Sunday, November 14, 2010

Taking Charge

Have you ever had something that seemed to be getting the best of you instead of you getting the best of it?

Last year, during our first holiday season of separation for my family....we weren't quite sure how to handle it all. We weren't divorced, but the divorce was filed. The separation had gone on for a few months, and I felt that we were all managing quite well, given that it was new territory and NONE of us knew how we were going to feel, think, react or act on any given day.

My ex-husband and I were getting along quite well on the awkward times we were together for a family event. We both were focused on easing the girls through this transition....and even when you each carry wounds, if you focus on someone else, your forget your hurts and have a commonality. For us, it's our two beautiful daughters.

I did very well through Thanksgiving. Phew! Big sigh of relief! I cooked, decorated and even had a wonderful time with my daughters! Different, but wonderful all the same. I was going to conquer this Holiday Season Mountain. And then....I was knocked flat on my rear about a week later when I tried to send out Christmas cards. My hands were shaking when I was only writing THREE names on the card, instead of four. By the 5th card, I was so shaky and sobbing so hard that I remember throwing them all in the trash and thinking "No one gets cards this year. I can't handle this."

A very wise friend of mine, who has walked this road before me, told me that it would be the "small" things that would knock me down everytime. We often prepare for the bigger things....time spent in prayer for strength, reflection over good memories. These are things I do in preparation for the times when I know we'll be sitting together at something like a band concert, ballgame, or hosting a birthday party for the girls. I prepare for shared time, and I find myself capable of getting through. But signing Christmas cards???? THAT was going to be the thing that threw me off track? It even got worse when I was wrapping presents alone (we used to do that together) and I was signing 3 names on the gift tag. Only I knew I couldn't throw away gifts...(thankfully for the recipients). So I plowed through. I'm sure most of my gift tags had smudges from fallen tears, but no one said a word.
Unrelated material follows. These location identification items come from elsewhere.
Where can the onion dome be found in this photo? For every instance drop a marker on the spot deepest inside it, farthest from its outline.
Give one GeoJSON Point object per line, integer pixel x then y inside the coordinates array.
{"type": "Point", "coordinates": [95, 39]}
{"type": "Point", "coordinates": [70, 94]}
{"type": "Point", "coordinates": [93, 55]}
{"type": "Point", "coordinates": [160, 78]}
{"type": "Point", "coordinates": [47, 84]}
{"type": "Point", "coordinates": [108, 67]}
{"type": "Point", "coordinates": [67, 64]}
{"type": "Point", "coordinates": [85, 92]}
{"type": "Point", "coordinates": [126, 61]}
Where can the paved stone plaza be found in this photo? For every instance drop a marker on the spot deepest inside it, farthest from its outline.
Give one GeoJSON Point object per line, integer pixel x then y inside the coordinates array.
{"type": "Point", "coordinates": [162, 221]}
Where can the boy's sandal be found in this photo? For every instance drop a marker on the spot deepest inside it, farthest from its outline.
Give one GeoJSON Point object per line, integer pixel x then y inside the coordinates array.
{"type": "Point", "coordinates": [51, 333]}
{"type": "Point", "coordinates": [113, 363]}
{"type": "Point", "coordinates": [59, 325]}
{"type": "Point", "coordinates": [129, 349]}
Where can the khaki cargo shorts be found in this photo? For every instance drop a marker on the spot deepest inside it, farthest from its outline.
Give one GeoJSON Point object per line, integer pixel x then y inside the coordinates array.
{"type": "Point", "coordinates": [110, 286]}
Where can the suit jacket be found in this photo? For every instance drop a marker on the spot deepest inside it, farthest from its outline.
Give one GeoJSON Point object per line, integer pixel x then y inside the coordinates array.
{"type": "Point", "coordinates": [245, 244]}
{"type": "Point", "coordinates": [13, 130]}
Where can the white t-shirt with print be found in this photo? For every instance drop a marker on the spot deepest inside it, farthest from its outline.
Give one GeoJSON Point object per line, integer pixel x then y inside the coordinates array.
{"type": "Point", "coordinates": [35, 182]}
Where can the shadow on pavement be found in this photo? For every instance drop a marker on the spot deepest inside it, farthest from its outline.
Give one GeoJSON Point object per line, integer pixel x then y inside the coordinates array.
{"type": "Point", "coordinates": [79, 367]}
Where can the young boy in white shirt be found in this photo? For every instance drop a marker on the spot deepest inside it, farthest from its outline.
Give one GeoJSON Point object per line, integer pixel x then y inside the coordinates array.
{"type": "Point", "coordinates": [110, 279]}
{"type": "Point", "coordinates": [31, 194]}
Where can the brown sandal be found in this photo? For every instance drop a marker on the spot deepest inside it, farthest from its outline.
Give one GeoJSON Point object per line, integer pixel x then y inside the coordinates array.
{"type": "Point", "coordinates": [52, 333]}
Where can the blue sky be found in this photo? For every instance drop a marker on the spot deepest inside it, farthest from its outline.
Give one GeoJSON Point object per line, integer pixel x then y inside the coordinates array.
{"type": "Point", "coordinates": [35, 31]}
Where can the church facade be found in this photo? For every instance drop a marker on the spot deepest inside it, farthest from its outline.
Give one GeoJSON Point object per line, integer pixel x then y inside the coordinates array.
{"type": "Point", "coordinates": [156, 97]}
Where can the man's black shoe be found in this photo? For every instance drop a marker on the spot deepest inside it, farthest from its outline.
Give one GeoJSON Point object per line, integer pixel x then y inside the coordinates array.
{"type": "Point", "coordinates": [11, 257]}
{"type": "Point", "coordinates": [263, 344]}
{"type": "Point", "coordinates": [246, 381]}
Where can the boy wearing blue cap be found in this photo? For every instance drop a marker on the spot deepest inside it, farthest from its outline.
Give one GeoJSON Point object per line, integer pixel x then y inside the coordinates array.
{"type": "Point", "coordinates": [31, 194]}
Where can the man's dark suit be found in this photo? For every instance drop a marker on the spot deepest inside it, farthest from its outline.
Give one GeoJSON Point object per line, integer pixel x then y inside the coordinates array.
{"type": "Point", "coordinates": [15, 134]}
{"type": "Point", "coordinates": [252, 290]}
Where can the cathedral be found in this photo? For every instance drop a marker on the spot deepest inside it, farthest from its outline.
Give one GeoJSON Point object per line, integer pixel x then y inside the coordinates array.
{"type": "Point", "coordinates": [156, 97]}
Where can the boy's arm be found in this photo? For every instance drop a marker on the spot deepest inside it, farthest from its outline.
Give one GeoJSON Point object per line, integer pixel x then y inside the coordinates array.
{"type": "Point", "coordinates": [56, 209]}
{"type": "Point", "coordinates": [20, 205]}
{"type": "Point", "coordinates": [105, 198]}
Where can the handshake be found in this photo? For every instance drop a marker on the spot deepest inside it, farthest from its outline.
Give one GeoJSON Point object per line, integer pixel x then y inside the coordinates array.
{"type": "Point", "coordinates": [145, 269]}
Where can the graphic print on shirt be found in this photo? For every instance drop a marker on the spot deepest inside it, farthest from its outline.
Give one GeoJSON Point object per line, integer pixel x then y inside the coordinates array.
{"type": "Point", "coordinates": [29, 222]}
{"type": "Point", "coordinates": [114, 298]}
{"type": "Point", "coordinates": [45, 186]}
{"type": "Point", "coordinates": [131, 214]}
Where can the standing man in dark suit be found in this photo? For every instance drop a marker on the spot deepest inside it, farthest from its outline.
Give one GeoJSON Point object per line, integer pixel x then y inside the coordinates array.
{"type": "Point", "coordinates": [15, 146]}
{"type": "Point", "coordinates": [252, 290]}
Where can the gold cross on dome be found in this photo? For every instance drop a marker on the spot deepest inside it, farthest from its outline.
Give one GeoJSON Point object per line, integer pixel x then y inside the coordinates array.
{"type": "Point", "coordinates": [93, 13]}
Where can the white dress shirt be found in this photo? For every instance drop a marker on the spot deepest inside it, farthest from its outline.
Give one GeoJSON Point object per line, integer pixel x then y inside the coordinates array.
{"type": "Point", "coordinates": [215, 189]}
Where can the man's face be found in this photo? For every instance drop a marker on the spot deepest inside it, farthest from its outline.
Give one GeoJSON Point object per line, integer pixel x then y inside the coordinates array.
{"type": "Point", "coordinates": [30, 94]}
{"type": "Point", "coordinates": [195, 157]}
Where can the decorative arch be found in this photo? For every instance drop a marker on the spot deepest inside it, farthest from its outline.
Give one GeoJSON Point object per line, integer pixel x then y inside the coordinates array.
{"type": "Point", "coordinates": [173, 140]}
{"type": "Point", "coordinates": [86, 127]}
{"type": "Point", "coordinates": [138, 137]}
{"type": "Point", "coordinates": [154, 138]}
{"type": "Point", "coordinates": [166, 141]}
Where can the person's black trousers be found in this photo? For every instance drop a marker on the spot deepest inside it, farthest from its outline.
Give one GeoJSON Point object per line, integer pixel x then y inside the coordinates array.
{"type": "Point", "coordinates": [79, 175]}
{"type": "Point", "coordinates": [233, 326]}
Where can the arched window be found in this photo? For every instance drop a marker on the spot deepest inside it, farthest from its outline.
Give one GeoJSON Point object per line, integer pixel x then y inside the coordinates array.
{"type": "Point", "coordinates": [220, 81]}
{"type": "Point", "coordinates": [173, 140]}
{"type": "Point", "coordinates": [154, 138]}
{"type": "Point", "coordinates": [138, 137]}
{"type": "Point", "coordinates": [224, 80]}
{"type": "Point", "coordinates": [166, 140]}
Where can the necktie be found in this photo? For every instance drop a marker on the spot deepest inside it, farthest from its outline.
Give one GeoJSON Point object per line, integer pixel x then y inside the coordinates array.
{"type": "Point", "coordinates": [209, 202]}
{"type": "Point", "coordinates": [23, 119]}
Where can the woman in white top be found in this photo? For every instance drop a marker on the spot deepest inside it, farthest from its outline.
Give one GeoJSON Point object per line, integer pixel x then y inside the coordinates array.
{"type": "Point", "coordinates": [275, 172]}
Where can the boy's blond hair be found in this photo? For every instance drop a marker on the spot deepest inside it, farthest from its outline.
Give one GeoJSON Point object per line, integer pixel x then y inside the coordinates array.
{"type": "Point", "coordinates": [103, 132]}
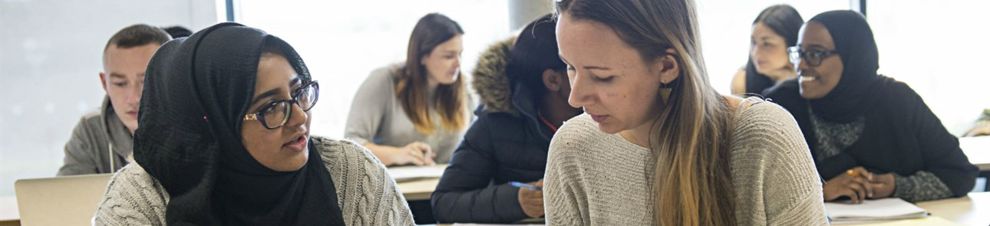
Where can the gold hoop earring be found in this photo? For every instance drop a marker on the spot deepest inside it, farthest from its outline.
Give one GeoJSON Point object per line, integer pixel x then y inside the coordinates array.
{"type": "Point", "coordinates": [665, 90]}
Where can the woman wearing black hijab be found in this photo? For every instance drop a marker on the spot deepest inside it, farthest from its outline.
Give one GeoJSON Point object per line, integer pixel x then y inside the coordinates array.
{"type": "Point", "coordinates": [224, 140]}
{"type": "Point", "coordinates": [871, 136]}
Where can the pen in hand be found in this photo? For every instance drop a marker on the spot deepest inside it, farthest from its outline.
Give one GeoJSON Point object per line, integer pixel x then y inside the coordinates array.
{"type": "Point", "coordinates": [526, 186]}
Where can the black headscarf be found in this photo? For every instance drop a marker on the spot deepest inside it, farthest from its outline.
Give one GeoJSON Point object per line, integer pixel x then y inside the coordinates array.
{"type": "Point", "coordinates": [195, 97]}
{"type": "Point", "coordinates": [901, 134]}
{"type": "Point", "coordinates": [854, 41]}
{"type": "Point", "coordinates": [784, 20]}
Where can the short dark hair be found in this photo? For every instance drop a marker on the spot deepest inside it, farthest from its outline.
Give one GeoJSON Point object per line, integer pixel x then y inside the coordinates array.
{"type": "Point", "coordinates": [177, 31]}
{"type": "Point", "coordinates": [535, 51]}
{"type": "Point", "coordinates": [137, 35]}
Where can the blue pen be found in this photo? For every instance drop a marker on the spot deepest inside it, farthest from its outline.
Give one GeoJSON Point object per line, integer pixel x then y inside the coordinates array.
{"type": "Point", "coordinates": [526, 186]}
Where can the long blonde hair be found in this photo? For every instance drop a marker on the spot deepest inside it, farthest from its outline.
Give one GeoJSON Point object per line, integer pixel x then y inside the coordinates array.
{"type": "Point", "coordinates": [690, 137]}
{"type": "Point", "coordinates": [450, 101]}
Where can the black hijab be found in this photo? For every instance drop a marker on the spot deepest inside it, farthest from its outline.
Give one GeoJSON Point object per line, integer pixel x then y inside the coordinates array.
{"type": "Point", "coordinates": [901, 134]}
{"type": "Point", "coordinates": [196, 94]}
{"type": "Point", "coordinates": [786, 22]}
{"type": "Point", "coordinates": [854, 41]}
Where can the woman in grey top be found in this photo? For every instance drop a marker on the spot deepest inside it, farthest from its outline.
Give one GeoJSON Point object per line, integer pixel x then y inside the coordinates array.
{"type": "Point", "coordinates": [657, 144]}
{"type": "Point", "coordinates": [416, 112]}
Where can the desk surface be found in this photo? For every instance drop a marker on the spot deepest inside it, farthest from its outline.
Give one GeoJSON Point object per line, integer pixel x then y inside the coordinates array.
{"type": "Point", "coordinates": [8, 211]}
{"type": "Point", "coordinates": [419, 189]}
{"type": "Point", "coordinates": [973, 209]}
{"type": "Point", "coordinates": [977, 149]}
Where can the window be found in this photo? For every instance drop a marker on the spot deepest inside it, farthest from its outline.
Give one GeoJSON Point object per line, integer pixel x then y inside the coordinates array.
{"type": "Point", "coordinates": [936, 47]}
{"type": "Point", "coordinates": [342, 44]}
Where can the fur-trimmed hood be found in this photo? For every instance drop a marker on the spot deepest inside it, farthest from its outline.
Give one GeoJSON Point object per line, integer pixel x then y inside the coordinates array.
{"type": "Point", "coordinates": [490, 80]}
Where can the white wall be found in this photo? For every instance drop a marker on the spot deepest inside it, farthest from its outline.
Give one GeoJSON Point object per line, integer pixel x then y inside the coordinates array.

So this weekend, I bought my Christmas cards. And I sat down with my list, a glass of wine, good music, an ever faithful dog snuggled at my feet, and took a deep breath and prayed "Okay Lord, let's do this!" I took charge of that demon from last year, and I slayed two dragons at once. The dragon of knowing that small thing undid me last year, and I wasn't going to let it again. And the dragon of being a procrastinator and not getting cards out until the last minute. My cards are ready to be mailed, and that has NEVER happened in November. I will allow Thanksgiving to come and go before they are mailed. But it felt good to know that I had taken charge, and not one tear was shed in the process.
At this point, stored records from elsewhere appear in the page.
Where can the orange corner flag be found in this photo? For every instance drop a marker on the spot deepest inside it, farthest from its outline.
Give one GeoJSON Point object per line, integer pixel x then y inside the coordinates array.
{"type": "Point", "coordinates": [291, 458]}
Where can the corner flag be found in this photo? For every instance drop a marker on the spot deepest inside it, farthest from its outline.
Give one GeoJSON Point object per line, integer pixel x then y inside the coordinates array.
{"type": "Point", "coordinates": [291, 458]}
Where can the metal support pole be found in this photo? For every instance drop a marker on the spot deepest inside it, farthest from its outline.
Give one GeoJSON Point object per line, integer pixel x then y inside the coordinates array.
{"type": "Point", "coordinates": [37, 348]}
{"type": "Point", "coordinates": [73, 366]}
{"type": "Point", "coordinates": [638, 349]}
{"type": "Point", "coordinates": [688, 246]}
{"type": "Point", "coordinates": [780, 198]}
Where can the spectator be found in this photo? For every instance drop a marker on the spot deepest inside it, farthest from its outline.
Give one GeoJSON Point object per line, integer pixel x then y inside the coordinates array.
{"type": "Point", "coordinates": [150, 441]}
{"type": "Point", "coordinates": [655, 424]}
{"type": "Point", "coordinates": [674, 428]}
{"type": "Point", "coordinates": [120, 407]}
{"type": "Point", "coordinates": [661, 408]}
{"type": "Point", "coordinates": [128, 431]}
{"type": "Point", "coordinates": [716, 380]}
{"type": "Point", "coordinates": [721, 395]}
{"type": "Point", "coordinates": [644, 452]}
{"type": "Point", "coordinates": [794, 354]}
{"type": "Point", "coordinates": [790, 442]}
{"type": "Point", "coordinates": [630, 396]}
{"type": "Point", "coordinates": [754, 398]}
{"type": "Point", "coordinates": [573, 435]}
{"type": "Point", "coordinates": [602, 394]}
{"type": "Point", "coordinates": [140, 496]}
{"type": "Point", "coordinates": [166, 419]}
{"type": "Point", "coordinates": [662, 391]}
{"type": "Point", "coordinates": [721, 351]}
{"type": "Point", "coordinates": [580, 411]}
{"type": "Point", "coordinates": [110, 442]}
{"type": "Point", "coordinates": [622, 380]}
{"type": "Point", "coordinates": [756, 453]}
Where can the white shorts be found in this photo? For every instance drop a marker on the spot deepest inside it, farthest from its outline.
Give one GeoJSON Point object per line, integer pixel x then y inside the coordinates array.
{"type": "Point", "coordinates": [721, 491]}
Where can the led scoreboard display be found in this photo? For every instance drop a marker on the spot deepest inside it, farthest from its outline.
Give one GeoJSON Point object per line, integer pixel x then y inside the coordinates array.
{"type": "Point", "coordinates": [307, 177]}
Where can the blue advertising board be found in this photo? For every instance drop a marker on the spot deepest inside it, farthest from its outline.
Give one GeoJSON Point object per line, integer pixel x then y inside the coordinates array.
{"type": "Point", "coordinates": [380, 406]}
My dear friend, Vicki, took charge in a very different way this weekend. She is one of my heroes (I have alot in life). She is facing her battle with breast cancer in such a way that strength, courage and grace are being redefined. Her hair began falling out this week...about 3 weeks out of her first chemo. She is scheduled for her second chemo this coming Thursday. Although most of the world could not notice the hair loss, it was coming out quickly and in large amounts. We would be at the office, and she would show me the hair in her hands. By Friday morning, she was having to clean the sink out more than once as she was using the curling iron before work. She decided to take charge and have her hair shaved off that night. She knew that if she just let it fall out on its own, and if she watched that happen, that it was going to get the best of her, and drive her quite crazy being the neatfreak that she is. So she called another dear friend who came over and shaved her head Friday night. She put on her cute wig that she had already picked out after surgery, and she set out yesterday with her husband to do some Christmas shopping. She said she felt strange, that people were looking at her, but I think that was from knowing she was bald underneath. She looks great and natural in her new 'do. I really admire the way she did it.

Taking charge can really be a good thing. Whether it's something small, like a Christmas card, or something huge like shaving your head....sometimes we need to recognize when our fears, worries, stresses are getting the better of us. All we usually need to take charge is a deep breath and the prayer of "Okay Lord....let's do this!"